On February 16th, PBS aired a documentary, “US Health Care: The Good News.” It’s a story about coordinated health care, and its message is simple and direct. Health care would be better and cheaper if high-cost cities, like New York, had systems of care that were as coordinated as in low-cost communities, like Grand Junction CO.
Most readers will recognize that this is not a new story. It was THE story during health care reform. Enthusiasm surrounding it led to provisions in the law supporting the creation of new structures, such as medical homes, accountable care organizations (ACOs) and value-based purchasing, which experts believe will reduce spending. Doctors will be paid for better outcomes, and hospitals will be penalized for excessive readmissions. Several private insurers have joined in adopting these strategies.
The Grand Junction story first emerged in a New Yorker article by Atul Gawande in 2009. Soon thereafter, President Obama paid a visit, and with roaring enthusiasm declared, “Hello, Grand Junction! You know that lowering costs is possible if you put in place smarter incentives; now you are getting better results while wasting less money.” The President thought he had found the gold to pay for reform. But it was fools gold. Quality efforts can take the edge off of costs, but the real cost-driver is the severity of illness, and that’s determined mainly by patients’ income and education. Poor people are sicker, and they cost more, especially when they live in ghettos full of other poor people who see no way out and whose children grow up never finding an exit.
Low-costs are not unique to Grand Junction. Costs are low in rural areas across the entire northern tier, a vast expanse that covers one-third of the nation but includes only 6% of the population and less than 1% of the black population. Poverty exists in this region, but except for a few Indian reservations, there are no poverty ghettos. So how does Grand Junction stack up against other communities in this region? It’s about average. And when adjustments are made for the severity of illness, costs in Grand Junction are very similar to those in poor communities in the Deep South.

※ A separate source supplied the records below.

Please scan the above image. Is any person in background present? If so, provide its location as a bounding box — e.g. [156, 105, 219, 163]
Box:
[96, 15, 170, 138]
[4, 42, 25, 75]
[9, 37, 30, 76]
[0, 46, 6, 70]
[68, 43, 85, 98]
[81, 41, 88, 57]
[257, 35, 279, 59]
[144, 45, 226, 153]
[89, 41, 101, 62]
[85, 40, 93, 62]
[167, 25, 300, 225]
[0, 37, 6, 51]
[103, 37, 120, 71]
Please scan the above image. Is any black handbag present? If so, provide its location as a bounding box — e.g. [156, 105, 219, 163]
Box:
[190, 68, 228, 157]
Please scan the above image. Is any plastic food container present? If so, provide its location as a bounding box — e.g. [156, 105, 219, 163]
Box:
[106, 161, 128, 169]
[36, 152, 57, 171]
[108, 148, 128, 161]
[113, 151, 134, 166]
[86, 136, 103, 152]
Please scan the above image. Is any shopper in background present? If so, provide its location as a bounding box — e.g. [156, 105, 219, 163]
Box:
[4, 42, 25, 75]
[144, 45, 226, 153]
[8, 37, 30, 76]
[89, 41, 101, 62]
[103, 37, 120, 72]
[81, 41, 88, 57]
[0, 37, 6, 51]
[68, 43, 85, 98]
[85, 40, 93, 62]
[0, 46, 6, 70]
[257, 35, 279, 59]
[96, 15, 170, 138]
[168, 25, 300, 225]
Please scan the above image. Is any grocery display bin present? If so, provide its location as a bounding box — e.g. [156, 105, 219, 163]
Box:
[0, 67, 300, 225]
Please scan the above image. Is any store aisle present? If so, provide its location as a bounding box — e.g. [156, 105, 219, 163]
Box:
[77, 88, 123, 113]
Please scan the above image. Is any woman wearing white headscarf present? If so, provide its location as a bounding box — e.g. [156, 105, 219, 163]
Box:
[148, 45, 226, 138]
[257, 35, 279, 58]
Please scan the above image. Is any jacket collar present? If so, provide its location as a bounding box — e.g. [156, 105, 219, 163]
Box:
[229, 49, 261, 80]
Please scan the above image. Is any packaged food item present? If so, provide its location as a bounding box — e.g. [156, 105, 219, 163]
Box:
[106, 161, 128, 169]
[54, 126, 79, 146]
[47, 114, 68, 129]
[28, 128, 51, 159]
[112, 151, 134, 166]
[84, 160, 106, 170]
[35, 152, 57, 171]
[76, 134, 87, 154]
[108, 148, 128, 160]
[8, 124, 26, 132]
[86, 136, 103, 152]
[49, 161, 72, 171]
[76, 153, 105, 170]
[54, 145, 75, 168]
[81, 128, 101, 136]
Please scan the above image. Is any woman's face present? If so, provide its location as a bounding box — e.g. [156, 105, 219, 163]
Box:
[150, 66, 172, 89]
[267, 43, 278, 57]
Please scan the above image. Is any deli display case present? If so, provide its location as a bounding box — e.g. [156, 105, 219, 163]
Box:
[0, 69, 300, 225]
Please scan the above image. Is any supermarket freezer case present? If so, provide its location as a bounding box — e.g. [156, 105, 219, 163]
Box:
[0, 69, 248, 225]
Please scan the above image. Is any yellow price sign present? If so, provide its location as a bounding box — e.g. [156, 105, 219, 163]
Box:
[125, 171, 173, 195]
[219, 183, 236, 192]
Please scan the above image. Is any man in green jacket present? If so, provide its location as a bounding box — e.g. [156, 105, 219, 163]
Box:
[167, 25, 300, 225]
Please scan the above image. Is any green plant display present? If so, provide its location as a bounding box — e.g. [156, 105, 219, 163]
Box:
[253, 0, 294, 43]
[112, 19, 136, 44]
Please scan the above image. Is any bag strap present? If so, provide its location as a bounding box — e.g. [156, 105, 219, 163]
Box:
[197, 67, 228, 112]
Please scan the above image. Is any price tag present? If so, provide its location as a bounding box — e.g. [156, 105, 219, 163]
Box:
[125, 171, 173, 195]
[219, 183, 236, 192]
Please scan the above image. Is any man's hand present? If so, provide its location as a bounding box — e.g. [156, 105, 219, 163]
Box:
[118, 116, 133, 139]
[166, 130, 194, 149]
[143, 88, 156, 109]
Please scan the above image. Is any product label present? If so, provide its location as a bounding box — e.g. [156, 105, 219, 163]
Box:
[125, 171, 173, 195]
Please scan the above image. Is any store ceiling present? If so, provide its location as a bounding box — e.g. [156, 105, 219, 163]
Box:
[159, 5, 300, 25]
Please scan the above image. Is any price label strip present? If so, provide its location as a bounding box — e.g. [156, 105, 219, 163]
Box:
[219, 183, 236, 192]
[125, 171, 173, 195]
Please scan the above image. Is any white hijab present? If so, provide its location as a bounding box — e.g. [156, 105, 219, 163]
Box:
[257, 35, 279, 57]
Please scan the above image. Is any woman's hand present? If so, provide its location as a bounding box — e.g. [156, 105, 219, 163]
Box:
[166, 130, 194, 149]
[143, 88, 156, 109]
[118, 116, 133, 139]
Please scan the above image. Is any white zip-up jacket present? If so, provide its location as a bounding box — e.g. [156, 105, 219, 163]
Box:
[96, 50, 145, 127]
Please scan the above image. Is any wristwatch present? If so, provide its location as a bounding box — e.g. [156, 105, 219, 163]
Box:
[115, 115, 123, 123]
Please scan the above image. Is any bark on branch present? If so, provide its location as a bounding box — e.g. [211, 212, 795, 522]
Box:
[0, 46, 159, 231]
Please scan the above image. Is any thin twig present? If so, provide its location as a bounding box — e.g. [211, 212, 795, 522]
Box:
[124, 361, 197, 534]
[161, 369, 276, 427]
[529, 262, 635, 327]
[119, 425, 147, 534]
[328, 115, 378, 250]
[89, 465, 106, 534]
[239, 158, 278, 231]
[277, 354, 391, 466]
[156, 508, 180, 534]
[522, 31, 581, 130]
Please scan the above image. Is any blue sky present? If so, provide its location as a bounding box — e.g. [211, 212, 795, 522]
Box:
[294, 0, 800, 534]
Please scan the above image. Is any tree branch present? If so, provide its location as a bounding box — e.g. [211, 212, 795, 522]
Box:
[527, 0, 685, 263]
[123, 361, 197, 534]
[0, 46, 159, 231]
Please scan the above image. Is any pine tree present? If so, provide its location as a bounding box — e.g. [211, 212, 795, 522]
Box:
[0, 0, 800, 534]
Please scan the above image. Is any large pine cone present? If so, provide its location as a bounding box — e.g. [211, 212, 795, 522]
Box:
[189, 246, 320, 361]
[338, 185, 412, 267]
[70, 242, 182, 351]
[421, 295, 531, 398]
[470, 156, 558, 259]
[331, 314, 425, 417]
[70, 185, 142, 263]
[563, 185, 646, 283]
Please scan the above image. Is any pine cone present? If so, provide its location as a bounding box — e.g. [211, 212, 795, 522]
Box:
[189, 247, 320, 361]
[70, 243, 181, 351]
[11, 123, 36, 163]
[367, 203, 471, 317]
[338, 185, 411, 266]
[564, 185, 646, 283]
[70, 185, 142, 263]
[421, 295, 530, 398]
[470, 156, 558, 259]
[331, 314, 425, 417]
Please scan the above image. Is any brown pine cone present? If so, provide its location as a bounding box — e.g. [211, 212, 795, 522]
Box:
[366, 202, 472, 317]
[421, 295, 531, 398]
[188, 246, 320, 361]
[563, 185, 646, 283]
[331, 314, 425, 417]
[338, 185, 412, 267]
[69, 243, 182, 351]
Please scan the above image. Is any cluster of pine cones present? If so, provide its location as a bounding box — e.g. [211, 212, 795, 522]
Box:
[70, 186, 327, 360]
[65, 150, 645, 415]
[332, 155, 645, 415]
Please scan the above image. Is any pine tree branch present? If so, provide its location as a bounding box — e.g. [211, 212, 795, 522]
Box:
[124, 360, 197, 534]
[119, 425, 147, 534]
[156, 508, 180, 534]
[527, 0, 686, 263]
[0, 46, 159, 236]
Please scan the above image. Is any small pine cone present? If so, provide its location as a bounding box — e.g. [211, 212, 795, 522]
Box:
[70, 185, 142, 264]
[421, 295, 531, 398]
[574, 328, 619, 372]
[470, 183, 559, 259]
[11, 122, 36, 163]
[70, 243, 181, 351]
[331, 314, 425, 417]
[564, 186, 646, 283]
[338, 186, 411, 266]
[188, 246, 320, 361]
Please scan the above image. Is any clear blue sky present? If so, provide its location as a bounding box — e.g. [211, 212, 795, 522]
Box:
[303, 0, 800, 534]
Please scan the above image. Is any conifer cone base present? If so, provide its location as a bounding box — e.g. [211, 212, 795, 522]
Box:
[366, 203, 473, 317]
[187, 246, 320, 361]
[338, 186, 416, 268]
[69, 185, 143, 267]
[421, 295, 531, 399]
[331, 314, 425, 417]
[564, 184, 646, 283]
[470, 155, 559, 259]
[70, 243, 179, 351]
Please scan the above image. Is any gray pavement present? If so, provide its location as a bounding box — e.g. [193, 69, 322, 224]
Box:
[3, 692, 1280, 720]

I have cared for poor patients since I was an intern at the Boston City Hospital 50 years ago. But it was not until I was a medical dean in Milwaukee 30 years later that I studied poverty systematically. Two characteristics of Milwaukee drew me to the problem. First was its high degree of racial and economic segregation, which confines most who are poor, black or Latino to a narrow “poverty corridor.” And second was its high health care utilization, higher than elsewhere in the region and 30% higher than in Grand Junction. In trying to understand why, it became clear that the “poverty corridor” accounted for the difference. Without it, Milwaukee was like other communities in the region, including Grand Junction. Poverty made all of the difference.
Manhattan has proved to be much more complicated but no different. Its health care utilization is almost 50% greater in than in Grand Junction, but it is three times as great in Harlem, and without Harlem, Manhattan and Grand Junction are almost identical. As in Milwaukee, poverty made all of the difference. In fact, utilization is even lower than in Grand Junction in the largely-affluent area along Central Park and south to Greenwich Village. So, if the President wants a model for the nation, here it is. But, of course, that’s ridiculous. The reason for low utilization in there has nothing to do with care coordination and everything to due with the absence of poverty.

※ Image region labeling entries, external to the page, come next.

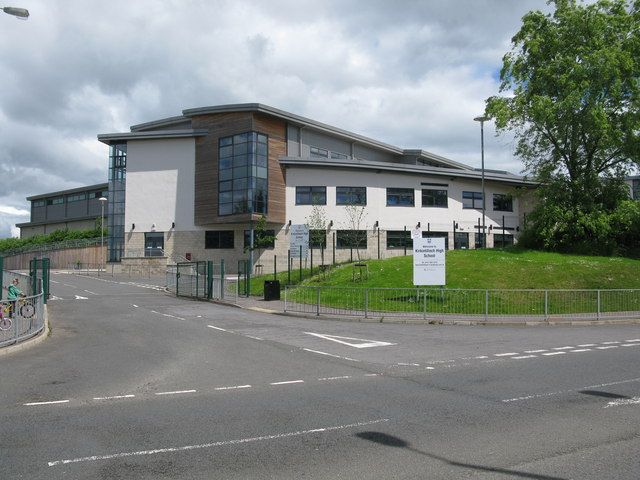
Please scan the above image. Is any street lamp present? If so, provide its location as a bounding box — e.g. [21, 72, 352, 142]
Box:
[2, 7, 29, 20]
[98, 197, 107, 271]
[474, 115, 489, 248]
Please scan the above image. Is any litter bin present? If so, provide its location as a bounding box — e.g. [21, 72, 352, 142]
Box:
[264, 280, 280, 301]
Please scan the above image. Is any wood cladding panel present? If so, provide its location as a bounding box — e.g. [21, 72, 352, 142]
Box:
[192, 112, 286, 225]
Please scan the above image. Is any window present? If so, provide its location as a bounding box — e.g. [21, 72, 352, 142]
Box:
[462, 192, 482, 210]
[309, 230, 327, 248]
[493, 193, 513, 212]
[336, 187, 367, 205]
[336, 230, 367, 249]
[309, 147, 329, 158]
[296, 187, 327, 205]
[493, 233, 513, 248]
[204, 230, 234, 248]
[387, 230, 413, 250]
[387, 188, 415, 207]
[218, 132, 268, 216]
[422, 188, 448, 208]
[67, 193, 87, 203]
[244, 230, 276, 248]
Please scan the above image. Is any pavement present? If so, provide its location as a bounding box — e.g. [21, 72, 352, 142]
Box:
[0, 274, 640, 479]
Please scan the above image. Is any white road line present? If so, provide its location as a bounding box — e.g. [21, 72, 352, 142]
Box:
[604, 397, 640, 408]
[23, 400, 70, 407]
[156, 390, 197, 395]
[48, 418, 389, 467]
[93, 395, 135, 400]
[207, 325, 227, 332]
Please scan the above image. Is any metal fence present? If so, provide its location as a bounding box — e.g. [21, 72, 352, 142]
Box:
[284, 286, 640, 323]
[0, 270, 44, 347]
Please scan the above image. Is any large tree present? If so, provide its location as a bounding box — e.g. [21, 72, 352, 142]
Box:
[487, 0, 640, 250]
[487, 0, 640, 211]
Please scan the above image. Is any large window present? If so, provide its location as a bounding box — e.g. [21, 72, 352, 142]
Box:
[204, 230, 234, 248]
[462, 192, 482, 210]
[422, 188, 448, 208]
[296, 187, 327, 205]
[387, 230, 413, 250]
[387, 188, 415, 207]
[336, 187, 367, 205]
[336, 230, 367, 249]
[493, 193, 513, 212]
[218, 132, 268, 216]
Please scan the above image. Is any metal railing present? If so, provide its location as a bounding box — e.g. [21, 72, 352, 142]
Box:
[284, 286, 640, 323]
[0, 271, 44, 347]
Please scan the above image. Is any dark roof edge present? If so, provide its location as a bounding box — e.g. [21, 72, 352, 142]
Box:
[27, 182, 109, 201]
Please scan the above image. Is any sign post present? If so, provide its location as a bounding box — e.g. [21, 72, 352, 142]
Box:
[413, 238, 446, 285]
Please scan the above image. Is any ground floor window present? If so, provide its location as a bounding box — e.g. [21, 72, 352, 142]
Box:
[144, 232, 164, 257]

Nonetheless, viewers who watch the “Good News” story should be impressed that systems with better coordinated care are better and probably cheaper, possibly by as much as 10%, although a recent report from the Congressional Budget Office pegs that number lower. But the untold story is even more important. It’s that poverty, which is uncommon in Grand Junction, is a major breeding ground for poor health, and that poverty ghettos, like those in Milwaukee’s inner city and in Harlem, are cauldrons of high health care spending.
Unfortunately, providers and insurers know this already – they always have. They know that the poorest patients have the poorest outcomes and the most readmissions and that these patients cost double or triple. So the best way to save money and boost performance is to avoid caring for them. That’s what providers do when they relocate to the suburbs or create barriers to access or simply close their doors.
So the untold story is that there are immense social and economic consequences associated with the high health care costs of poverty. Addressing them will be painfully difficult, all the more so if they are not acknowledged and discussed. Solutions will require changes both within the health care system and in the social infrastructure beyond. But most of all, it will demand attention to the root causes of poverty. That’s why the untold story must be told.